Which quite definitively was not Professor Currier—the tiny, nearly fragile professor seemed physically incapable of something requiring such strength. As it was, she could barely sit—she slumped back in her chair in obvious distress.

Marigold’s mind ran back to tall, conveniently athletic Sarah Appleton, with her strong rower’s hands and penchant for picking fights and holding grudges. Was she of “over-average size”?

“And the other bruises, on both wrists,” Dr. Prescott went on, “suggest forced constraint, which, along with the evidence of tearing on the victim’s clothing, suggests a physical struggle.
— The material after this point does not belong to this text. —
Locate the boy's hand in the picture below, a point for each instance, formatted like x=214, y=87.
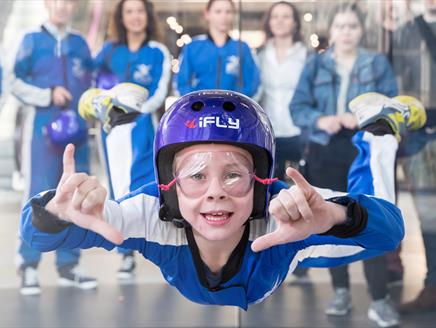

But I did find something more—one distinguishing mark,” Dr. Prescott added.

“A darker contusion occurring on the left side of the victim’s neck, observed as part of the fourth finger of the handprint.

I would put this down to a large ring—I am thinking a man’s signet ring—worn on the fourth finger. ”

And that put paid to elegant Sarah Appleton with her long, articulate, decidedly ring-less fingers.

Not that Marigold had ever had any real evidence against the girl.

Despite her own instruction not to let her personal antipathy for her distant cousin color her thinking, Marigold had done just that.

Clearly, it was time to stop thinking about the rivalries of women and place the blame squarely on men. Where it perhaps should have been along.